If you ask me what I’m scared of in life, I’ll tell you things like financial insecurity, poisonous snakes, and losing loved ones. Pretty typical.
However, if you look at my behavior, the thing I work hardest to avoid is boredom.
Until we had reliable books on our tiny pocket computers, I always had a book or two with me. I still pack and buy books when I travel. I can’t read in cars, so I always have a knitting project or two to fidget with/work on when I’m the passenger. I listen to audiobooks while I exercise, do household chores, sew, assemble puzzles, or play video games.
Being alone with my thoughts is so deeply worrisome to me that I have all of these defenses against that state. But guess what needs to happen for us to fall asleep. Yeah. Boredom.
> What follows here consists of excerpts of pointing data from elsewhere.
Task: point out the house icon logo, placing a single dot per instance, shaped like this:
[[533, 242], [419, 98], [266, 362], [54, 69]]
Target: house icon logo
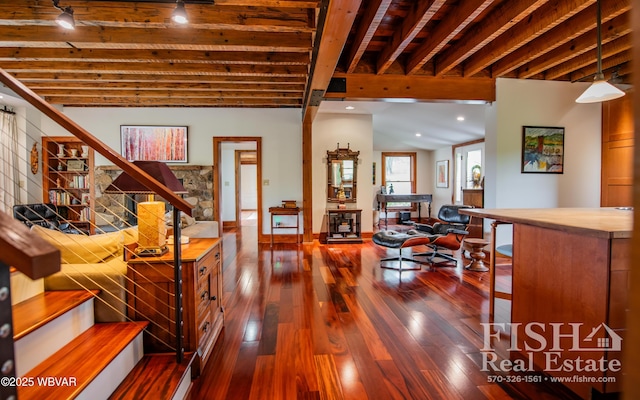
[[604, 337]]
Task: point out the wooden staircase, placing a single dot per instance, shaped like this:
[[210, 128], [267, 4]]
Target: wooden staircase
[[62, 354]]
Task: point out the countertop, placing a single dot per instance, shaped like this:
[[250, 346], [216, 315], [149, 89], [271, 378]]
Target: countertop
[[609, 222]]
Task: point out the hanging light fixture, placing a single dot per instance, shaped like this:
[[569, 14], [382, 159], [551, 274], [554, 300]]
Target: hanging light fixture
[[179, 15], [65, 19], [600, 90]]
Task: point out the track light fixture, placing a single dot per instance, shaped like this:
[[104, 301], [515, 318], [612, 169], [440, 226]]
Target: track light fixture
[[179, 15], [600, 90], [65, 19]]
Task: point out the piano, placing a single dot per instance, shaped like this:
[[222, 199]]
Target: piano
[[383, 199]]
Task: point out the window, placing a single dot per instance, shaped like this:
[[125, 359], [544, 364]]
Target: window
[[399, 175]]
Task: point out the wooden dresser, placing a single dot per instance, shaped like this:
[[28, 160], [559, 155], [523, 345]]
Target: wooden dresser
[[151, 298], [474, 197]]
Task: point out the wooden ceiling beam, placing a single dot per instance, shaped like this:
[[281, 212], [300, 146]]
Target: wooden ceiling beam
[[584, 65], [169, 94], [494, 24], [158, 15], [158, 68], [166, 38], [161, 86], [463, 14], [422, 12], [163, 102], [365, 31], [559, 36], [135, 55], [613, 31], [609, 65], [541, 20], [339, 19], [92, 76], [421, 88]]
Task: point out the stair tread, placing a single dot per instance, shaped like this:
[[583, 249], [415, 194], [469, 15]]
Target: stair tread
[[81, 360], [45, 307], [156, 376]]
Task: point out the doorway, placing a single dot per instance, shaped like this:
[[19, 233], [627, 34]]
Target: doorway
[[247, 195], [235, 183], [468, 168]]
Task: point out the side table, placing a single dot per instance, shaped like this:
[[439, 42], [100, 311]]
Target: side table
[[276, 211]]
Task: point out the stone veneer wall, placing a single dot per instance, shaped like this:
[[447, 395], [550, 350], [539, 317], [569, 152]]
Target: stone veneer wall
[[197, 180]]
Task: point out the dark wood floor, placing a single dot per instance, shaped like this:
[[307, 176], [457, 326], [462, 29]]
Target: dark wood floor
[[326, 322]]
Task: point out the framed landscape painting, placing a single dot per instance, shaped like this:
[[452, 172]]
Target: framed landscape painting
[[154, 143], [542, 149]]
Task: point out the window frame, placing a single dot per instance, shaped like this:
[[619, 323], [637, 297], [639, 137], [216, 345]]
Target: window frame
[[414, 175]]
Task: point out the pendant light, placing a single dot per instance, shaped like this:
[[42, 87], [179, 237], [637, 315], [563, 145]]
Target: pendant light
[[600, 90], [65, 19], [179, 15]]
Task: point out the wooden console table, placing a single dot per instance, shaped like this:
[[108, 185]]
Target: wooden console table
[[151, 297], [275, 211], [344, 226], [383, 199]]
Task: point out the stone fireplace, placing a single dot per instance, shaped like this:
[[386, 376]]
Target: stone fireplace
[[197, 180]]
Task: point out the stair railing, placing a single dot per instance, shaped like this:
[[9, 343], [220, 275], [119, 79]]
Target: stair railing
[[178, 203], [34, 257]]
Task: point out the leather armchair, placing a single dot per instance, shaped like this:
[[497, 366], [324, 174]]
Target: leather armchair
[[42, 214], [451, 231]]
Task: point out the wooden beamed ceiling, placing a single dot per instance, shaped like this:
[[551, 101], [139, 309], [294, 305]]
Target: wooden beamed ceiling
[[276, 53]]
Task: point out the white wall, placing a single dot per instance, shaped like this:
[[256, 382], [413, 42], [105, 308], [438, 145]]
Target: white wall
[[280, 130], [441, 196], [357, 132], [542, 103]]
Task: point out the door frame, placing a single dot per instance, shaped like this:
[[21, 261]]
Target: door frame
[[217, 178]]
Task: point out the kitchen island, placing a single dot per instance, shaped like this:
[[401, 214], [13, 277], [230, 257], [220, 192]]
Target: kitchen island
[[569, 288]]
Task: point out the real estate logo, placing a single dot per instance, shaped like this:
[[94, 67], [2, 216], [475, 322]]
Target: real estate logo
[[554, 341]]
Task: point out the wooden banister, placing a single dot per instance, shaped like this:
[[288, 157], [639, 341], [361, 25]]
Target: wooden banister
[[93, 142], [26, 251]]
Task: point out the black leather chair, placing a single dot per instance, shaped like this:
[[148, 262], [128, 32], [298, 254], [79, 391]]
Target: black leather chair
[[42, 214], [450, 231], [400, 240]]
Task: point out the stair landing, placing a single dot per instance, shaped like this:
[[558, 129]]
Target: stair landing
[[78, 365]]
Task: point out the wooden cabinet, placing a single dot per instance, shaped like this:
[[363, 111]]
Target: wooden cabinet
[[475, 198], [277, 212], [151, 298], [343, 226], [67, 179]]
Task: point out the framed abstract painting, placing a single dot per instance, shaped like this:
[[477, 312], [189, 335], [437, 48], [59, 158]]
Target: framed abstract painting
[[542, 149], [154, 143]]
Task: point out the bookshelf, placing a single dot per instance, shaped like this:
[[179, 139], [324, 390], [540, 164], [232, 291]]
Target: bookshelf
[[67, 179]]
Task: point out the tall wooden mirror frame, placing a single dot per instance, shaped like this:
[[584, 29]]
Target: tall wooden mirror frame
[[342, 173]]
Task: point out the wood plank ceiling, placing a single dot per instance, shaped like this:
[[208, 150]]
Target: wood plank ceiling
[[265, 53]]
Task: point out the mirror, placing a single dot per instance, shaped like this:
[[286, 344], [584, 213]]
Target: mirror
[[342, 167]]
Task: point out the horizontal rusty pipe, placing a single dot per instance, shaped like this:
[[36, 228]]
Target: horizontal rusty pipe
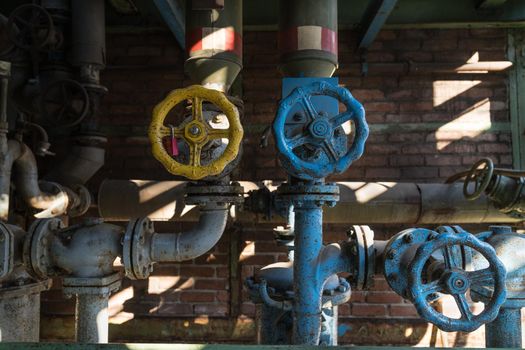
[[187, 245], [20, 157], [428, 68], [360, 203], [89, 250]]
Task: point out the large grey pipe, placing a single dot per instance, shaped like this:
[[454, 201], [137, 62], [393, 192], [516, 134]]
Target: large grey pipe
[[20, 157], [360, 203], [191, 244]]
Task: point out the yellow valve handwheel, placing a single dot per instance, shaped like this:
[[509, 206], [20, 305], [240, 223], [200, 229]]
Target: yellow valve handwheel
[[196, 133]]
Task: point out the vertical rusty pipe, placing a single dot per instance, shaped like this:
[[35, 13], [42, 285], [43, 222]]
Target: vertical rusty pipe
[[91, 318], [307, 289]]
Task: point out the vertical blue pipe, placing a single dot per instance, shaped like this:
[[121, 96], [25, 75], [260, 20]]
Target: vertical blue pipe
[[307, 288], [505, 330]]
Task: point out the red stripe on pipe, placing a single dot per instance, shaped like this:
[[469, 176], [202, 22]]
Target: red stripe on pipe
[[293, 39], [288, 40], [329, 40], [218, 39]]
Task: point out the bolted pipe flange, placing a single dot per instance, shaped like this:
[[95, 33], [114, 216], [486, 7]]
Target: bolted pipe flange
[[338, 296], [60, 205], [222, 195], [82, 203], [361, 238], [37, 258], [397, 256], [136, 249], [91, 285], [456, 281], [7, 251]]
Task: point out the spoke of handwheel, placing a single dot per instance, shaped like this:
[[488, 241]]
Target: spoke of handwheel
[[61, 112], [329, 150], [297, 141], [218, 133], [195, 154], [447, 255], [23, 21], [480, 277], [432, 287], [464, 308], [196, 109], [165, 131], [309, 108], [341, 118]]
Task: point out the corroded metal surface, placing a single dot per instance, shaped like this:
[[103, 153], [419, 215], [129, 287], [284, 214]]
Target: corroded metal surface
[[359, 203]]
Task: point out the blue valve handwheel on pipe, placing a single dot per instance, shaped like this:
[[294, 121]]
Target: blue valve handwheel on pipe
[[456, 282], [319, 133]]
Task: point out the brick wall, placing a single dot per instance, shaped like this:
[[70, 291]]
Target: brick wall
[[424, 127]]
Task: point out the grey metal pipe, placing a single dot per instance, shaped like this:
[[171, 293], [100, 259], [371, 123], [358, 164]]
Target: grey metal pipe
[[29, 189], [7, 158], [81, 163], [485, 67], [505, 330], [193, 243], [88, 42], [20, 157], [92, 318], [360, 203], [89, 252]]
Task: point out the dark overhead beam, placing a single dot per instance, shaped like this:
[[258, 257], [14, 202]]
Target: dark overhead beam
[[487, 4], [375, 17], [172, 11]]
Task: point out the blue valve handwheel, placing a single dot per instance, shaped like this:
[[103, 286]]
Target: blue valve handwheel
[[456, 282], [319, 133]]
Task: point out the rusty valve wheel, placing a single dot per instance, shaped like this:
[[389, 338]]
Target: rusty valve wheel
[[456, 281], [197, 133], [64, 103], [480, 174], [30, 27]]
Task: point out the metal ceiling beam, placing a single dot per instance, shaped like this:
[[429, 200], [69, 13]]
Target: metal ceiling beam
[[375, 17], [487, 4], [172, 11]]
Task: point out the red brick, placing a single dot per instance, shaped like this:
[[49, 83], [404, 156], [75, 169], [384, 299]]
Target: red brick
[[443, 160], [371, 310], [493, 148], [383, 173], [403, 310], [211, 309], [215, 284], [200, 271], [383, 298]]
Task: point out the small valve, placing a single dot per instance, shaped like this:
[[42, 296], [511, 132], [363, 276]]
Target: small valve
[[421, 265]]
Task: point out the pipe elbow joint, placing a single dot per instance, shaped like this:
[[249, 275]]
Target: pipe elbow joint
[[87, 251]]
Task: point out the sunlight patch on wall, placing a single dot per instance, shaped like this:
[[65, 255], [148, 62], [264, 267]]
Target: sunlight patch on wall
[[446, 90], [117, 315], [161, 284], [471, 123], [372, 190], [248, 251]]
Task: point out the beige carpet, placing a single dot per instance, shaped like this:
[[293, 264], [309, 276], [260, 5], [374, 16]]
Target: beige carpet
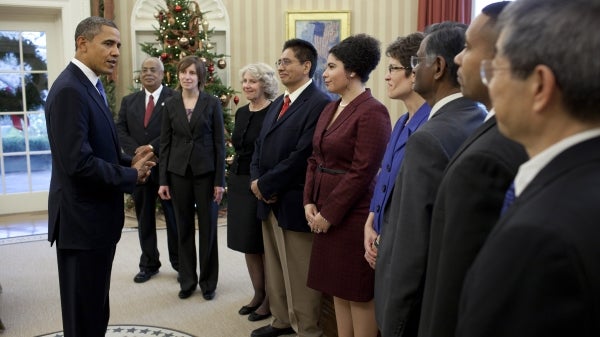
[[29, 303]]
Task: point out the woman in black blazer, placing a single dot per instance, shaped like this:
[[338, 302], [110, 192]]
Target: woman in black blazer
[[192, 152]]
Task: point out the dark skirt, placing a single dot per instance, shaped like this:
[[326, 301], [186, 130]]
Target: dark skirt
[[244, 229]]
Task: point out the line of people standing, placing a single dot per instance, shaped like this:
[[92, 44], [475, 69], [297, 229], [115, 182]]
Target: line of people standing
[[446, 195]]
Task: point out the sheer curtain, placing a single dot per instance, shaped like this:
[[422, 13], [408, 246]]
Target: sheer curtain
[[432, 11]]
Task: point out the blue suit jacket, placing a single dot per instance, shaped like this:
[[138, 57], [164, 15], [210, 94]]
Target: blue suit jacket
[[89, 171], [280, 157], [390, 165]]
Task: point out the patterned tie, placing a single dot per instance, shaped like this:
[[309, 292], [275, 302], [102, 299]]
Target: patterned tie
[[101, 91], [286, 104], [149, 109], [188, 113], [509, 197]]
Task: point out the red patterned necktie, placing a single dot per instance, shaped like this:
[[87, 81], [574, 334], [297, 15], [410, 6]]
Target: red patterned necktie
[[286, 104], [149, 109]]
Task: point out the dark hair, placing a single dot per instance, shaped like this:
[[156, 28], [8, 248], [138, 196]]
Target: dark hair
[[359, 53], [405, 47], [304, 51], [557, 34], [493, 11], [91, 26], [446, 39], [200, 69]]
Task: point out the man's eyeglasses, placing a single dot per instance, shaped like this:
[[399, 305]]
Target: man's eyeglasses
[[487, 71], [416, 60], [392, 68], [284, 62]]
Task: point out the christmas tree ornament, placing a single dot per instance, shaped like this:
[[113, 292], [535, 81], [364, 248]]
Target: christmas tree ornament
[[184, 42]]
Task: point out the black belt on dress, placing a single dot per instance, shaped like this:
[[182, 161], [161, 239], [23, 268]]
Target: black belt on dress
[[330, 171]]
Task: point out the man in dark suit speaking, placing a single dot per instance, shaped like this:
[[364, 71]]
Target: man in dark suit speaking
[[538, 272], [89, 176], [140, 119]]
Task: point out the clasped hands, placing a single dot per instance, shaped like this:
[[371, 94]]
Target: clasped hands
[[316, 222], [143, 161], [256, 191]]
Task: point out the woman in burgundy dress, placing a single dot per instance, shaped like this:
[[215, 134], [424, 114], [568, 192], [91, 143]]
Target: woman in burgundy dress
[[348, 144]]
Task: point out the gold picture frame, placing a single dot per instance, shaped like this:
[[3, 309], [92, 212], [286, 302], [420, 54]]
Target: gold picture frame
[[324, 29], [295, 20]]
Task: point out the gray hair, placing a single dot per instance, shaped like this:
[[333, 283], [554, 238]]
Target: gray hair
[[264, 74], [561, 35], [161, 66], [91, 26]]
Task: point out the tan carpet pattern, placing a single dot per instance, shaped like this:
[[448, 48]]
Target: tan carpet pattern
[[30, 304]]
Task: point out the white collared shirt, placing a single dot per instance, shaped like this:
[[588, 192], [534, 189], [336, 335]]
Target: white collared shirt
[[530, 169], [294, 95], [155, 94], [490, 114], [439, 104]]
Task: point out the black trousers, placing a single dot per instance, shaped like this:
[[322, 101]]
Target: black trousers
[[84, 280], [193, 196], [144, 197]]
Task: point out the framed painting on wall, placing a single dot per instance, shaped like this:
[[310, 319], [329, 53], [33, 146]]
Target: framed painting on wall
[[324, 29]]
I have an Oura ring as a fitness tracker. It’s pretty nifty and I get all the data I’m looking for. The most surprising outcome is that I can now see how long it actually takes me to fall asleep. Which most nights is about 15-20 minutes after I give up on all the things that I’m doing because I hate being bored. 20 minutes isn’t so bad. But of course, because I’m not great at judging the passage of time, subjectively it might be hours.
The other thing that we need boredom for is ✨creativity✨. I’m one of those people who has great luck sparking ideas off conversations with other people, and it’s all fizzy and interesting, and amazingly fun. But for me to work out a reasoned argument, a progression, something other than an ephemeral overlapping conversation, I need quiet alone time. I need to be fallow and not working on much else. I need the silence of trees in winter.
As a culture, we’ve only recently started talking about rest as a virtue, and most of the time, we’ve backed into it as a way to be more productive, which is… not exactly the point. But I have been lucky enough to get some time that I don’t need to be doing anything else. I can feel the buds starting to emerge from dormancy.
I’m hoping to set up the first half of my year in a way that allows me some down time, but also gives me the light and warmth that I need to flourish. What exists on the other side of that fearsome idleness may not be boredom, but rejuvenation.